One thing both sides of the Big Three bridge loan controversy seem to agree on is that American automakers have been super-slow to develop energy-saving new technologies and get them to market.
One example of a quicker way comes from China, where a 13-year-old battery-maker will begin marketing a plug-in hybrid car tomorrow, according to the BBC.
The BYD (Build Your Dreams, according to its website) F3DM has a fully charged battery range of 80 miles, twice that of the much-hyped Chevy Volt, which will not be available for sale until late 2010.
A fascinating story, below.
Peter Day of the BBC, who admits at the start that "cars leave me cold," took a spin in the F3DM and was impressed by its "exceptional acceleration" and "almost silent" operation.
He's even more impressed by the company's story:
BYD evolved, starting with rechargeable batteries that soon became standard parts for one third of all the world's mobile phones, following the research speciality of the founder and chairman Wang Chuanfu.
And the modest battery-making company grew and grew.
Wang Chuanfu soon saw that battery-powered cars might be the future.
BYD knew a lot about batteries, and it was not daunted by the complexities of car-making either.

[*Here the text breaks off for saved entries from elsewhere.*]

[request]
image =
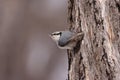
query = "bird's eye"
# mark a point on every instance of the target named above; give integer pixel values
(59, 33)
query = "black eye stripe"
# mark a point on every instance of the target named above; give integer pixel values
(57, 33)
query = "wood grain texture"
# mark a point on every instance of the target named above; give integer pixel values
(98, 57)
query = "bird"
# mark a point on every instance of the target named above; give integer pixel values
(66, 39)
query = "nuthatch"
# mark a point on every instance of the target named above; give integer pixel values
(66, 39)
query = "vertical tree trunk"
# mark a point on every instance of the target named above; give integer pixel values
(98, 57)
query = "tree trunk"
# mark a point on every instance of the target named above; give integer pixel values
(98, 57)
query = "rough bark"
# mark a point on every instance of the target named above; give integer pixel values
(98, 57)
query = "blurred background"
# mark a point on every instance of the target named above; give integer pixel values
(26, 50)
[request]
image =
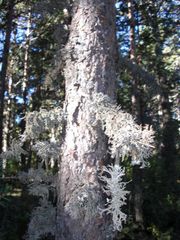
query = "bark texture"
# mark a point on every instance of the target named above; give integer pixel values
(90, 68)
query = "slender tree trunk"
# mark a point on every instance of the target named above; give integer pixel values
(7, 114)
(90, 68)
(4, 68)
(25, 161)
(136, 111)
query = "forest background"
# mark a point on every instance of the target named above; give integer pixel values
(32, 36)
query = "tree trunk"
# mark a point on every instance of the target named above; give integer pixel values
(137, 112)
(90, 68)
(4, 68)
(26, 161)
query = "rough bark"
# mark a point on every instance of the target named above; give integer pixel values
(136, 111)
(90, 68)
(4, 68)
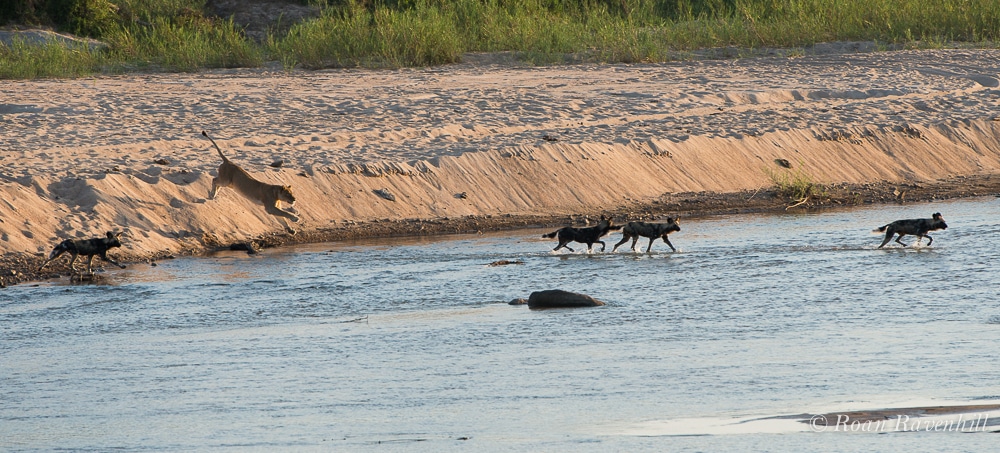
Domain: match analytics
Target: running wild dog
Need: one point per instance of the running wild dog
(269, 195)
(916, 227)
(633, 230)
(89, 247)
(588, 235)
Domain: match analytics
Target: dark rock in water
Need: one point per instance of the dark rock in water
(557, 298)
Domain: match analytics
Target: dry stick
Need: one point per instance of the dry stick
(803, 200)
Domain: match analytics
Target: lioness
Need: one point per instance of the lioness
(270, 195)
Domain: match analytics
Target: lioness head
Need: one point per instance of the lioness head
(286, 195)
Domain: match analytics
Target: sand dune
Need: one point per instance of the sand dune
(83, 156)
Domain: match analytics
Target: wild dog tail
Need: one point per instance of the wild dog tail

Six years ago, it bought two established Chinese car firms, and now BYD has seven huge plants with 130,000 employees.
Car making is less difficult than high technology, they argue, and many of the techniques they have learned in high tech can now be applied to the automobile.
Despite its relative youth as a company, BYD already has a museum about itself, and has plans to be the No. 1 car-maker in China in 2015, and No. 1 in the world by 2025.
BYD's future prospects have attracted the attention of Warren Buffett, who invested $230 million for a 10 percent stake in BYD in September.
It's a given that American manufacturers competing with Chinese manufacturers are at several disadvantages -- labor costs, environmental regulations, health care/insurance costs, tax policies, currency manipulation, etc.
The BYD story highlights, in an essential industry, another disadvantage -- the nimbleness of a new Chinese auto-maker, compared to the unstated, decades-long refusal of Big Three executives to support real energy-saving innovations that will make it into dealer showrooms.